Last Thursday, it advised the Singapore public not to be alarmed by reports of Ebola cases overseas.
“The Ministry of Health’s current assessment is that Ebola poses a low public health risk to Singapore since person-to-person transmission results from direct contact with bodily fluids of those infected,” said MOH.
“There is low travel connectivity to West Africa where the current outbreak remains limited to.”
The Ministry advised Singapore residents to consider postponing travel to affected areas if it is non-essential.
West Africa is experiencing its largest outbreak of the disease in places like Guinea, Liberia and Sierra Leone, which has killed more than 700 people so far.
Patients with Ebola may show symptoms such as fever, sore throat and joint pain. This can be followed by vomiting, diarrhoea, rash, red eyes, impaired kidney and liver functions, and in some cases bleeding. There is no licensed vaccine or treatment for Ebola.
Malaysia stepped up its Ebola alert on Monday. Its preventive measures include identifying passengers with symptoms, alerting its health ministry and referring cases to the nearest hospital. In the Philippines, people arriving from West African countries would be monitored for a month. Hong Kong also said that it would quarantine all travellers from Guinea, Sierra Leone and Liberia who showed Ebola-like symptoms.
Last week, Singapore’s health ministry said that hospitals will remain vigilant and test travellers for Ebola if they had symptoms and had recently travelled to places where the disease was detected.
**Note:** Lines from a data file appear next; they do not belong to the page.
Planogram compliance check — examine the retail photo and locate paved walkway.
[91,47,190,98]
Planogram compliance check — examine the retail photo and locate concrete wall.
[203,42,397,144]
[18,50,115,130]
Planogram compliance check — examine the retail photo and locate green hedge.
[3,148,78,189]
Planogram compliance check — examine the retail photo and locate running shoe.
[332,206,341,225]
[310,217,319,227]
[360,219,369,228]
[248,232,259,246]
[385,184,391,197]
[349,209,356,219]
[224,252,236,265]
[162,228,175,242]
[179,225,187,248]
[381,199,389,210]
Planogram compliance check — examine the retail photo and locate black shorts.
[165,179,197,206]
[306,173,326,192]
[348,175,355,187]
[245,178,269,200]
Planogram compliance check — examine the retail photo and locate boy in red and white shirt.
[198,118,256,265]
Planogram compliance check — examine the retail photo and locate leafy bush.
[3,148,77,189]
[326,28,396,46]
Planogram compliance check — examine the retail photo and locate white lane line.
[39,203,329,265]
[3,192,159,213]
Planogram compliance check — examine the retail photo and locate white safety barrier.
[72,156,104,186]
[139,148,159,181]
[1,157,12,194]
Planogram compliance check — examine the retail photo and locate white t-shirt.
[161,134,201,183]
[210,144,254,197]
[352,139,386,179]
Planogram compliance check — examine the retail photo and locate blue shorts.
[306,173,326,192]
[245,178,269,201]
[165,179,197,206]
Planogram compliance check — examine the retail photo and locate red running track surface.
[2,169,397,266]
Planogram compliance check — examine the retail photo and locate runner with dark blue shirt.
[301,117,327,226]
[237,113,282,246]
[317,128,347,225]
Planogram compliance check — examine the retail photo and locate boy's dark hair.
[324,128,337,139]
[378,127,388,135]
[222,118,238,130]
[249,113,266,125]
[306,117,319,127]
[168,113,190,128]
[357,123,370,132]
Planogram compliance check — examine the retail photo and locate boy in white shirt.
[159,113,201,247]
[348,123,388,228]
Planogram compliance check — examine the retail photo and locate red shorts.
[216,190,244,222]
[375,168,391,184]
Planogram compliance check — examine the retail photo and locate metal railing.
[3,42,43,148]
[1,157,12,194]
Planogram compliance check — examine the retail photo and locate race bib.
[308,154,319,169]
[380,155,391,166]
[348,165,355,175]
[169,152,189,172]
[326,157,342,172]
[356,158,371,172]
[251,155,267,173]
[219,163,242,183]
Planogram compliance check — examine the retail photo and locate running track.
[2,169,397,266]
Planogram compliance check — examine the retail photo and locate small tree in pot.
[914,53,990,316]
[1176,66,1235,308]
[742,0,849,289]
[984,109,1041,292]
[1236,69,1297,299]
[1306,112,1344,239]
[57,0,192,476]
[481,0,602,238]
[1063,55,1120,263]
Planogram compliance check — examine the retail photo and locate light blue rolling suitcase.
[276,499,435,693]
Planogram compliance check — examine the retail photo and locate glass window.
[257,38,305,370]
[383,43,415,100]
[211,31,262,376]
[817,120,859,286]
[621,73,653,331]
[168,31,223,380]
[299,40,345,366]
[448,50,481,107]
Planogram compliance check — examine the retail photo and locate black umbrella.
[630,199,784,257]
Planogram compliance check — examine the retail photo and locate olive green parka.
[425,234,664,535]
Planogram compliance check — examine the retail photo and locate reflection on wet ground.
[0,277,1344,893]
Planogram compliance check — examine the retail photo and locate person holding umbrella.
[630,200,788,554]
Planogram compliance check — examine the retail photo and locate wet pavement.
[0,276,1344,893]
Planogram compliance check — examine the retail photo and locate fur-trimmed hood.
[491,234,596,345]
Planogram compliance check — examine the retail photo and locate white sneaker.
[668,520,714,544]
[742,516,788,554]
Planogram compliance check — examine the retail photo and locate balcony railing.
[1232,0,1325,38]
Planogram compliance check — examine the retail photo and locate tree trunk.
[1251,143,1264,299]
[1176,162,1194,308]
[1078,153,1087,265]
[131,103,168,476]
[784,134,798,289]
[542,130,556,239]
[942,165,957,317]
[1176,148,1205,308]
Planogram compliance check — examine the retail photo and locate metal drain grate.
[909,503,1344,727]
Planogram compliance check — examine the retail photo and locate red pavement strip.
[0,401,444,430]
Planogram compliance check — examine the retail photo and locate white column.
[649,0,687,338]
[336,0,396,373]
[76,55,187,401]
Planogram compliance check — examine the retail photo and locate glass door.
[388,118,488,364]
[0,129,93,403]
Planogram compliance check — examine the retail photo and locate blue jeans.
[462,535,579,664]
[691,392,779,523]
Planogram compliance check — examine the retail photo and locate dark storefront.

All suspected and confirmed cases will be isolated and their close contacts will also be quarantined, if a case is detected.
Travellers are advised to wash their hands frequently, and avoid direct contact with blood and secretions or other body fluids of dead persons or animals.
Travellers returning from affected areas or those who suspect that they have been exposed to the Ebola virus should seek immediate medical attention and mention their recent travel to their doctors, if they develop symptoms while travelling in, or within three weeks of being in affected areas.